There's at least two more months of this. Let's not get started on F1 racing cars screeching past Parliament, as the Government is being pressed to approve, with central London likely to resemble a scene from Wacky Races.
So much sport. Too much sport. But then so little of it at the same time.
A football match lasts 90 minutes. Yet the actual huff and puff is only part of it. There are endless hours of television and radio time devoted to gormless analysis, tiresome puns and a cavalier approach to grammar. And those are the trained broadcasters. If the interminable punditry wasn't enough, the advertising is worse still. Lithe athletes trying to sell you everything from expensive watches to cheap hamburgers and anti-blister plasters. Stuff you can't afford, should avoid and could do without. Sportsmen and women rattling a stick inside a swill bucket. Little sign of the Olympic ideal.
The mediocrity does cease temporarily, the sponsors and rent-a-quotes gracious enough to give way to a spot of sport from time to time. But by which time you're so utterly confused by the instant opinions, jingoism and forced excitement that it's like walking into a room and having no idea why you went in there. Ah yes, the England match.
We've done a pretty good job of remaining in a state of complete indifference until now. The football was remarkable. The patriotic fervour that is the hallmark of England's appearance at a tournament football was conspicuous by its absence. The dial turned up marginally as the national team strung together three serviceable performances. But defeat by Italy prompted little by way of hand wringing. In more hysterical times, tables in pub gardens would have been tipped over. In 2012, loss was met with a philosophical shrug. Perhaps we have grown up as a nation.
I like sport. Running, hitting things with sticks, jumping into sand. Pretty much the lot. But I don't know what it's for anymore, as it seems to have been hijacked by everyone and anyone.
Corporations cannot get enough – sport is like a fashion accessory to them. The right accoutrement can lend companies an appeal that they would otherwise find impossible to muster. It must work, though heaven knows why anyone would buy David Beckham-branded apparel, even though the former England skipper appears to be a good egg. It comes back to bite them.

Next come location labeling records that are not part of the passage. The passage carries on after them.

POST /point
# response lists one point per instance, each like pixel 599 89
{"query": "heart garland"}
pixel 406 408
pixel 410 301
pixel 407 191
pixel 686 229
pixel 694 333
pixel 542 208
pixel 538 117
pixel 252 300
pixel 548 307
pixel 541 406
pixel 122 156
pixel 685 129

Sponsors couldn't ditch golfer Tiger Woods quickly enough once his philandering was exposed, and the acute embarrassment faced by taxpayer bailed-out RBS when it cancelled a £260,000 hospitality package at Wimbledon as millions couldn't get their money out of the bank was a study in fecklessness.
Sport is also reduced to a good knock-about for a bored media. Tennis star Andy Murray has my utmost sympathy. He is characterised as surly, lacking charisma and, worst of all, an England hater. All nonsense, of course, based chiefly on the witless questions and commentary from the media pack anxious for a Wimbledon "story".
At the moment, though, sport is serving as a welcome distraction from the remorseless gloom engulfing the world. Sport doesn't matter in a world where people die or get ill for no reason, or others live in poverty or in fear of losing their jobs. But, conversely, that's why it does matter. If there is no joy and light to offset the pain and the dark then what is the point of it all?
Already there have been moments of unmitigated splendour. Italy have advanced to the final of the Euros thanks primarily to the midfield gifts of Andrea Pirlo, whose right boot is the football equivalent of an Old Master's paintbrush. Meanwhile, two-time Wimbledon champion Rafael Nadal was knocked-out of the competition by Lukas Rosol, a player many times his opponent's inferior. While the underdog story was touching enough, Nadal's gracious interview in defeat was the mark of a true gentleman. The ideals are there, you just have to look for them.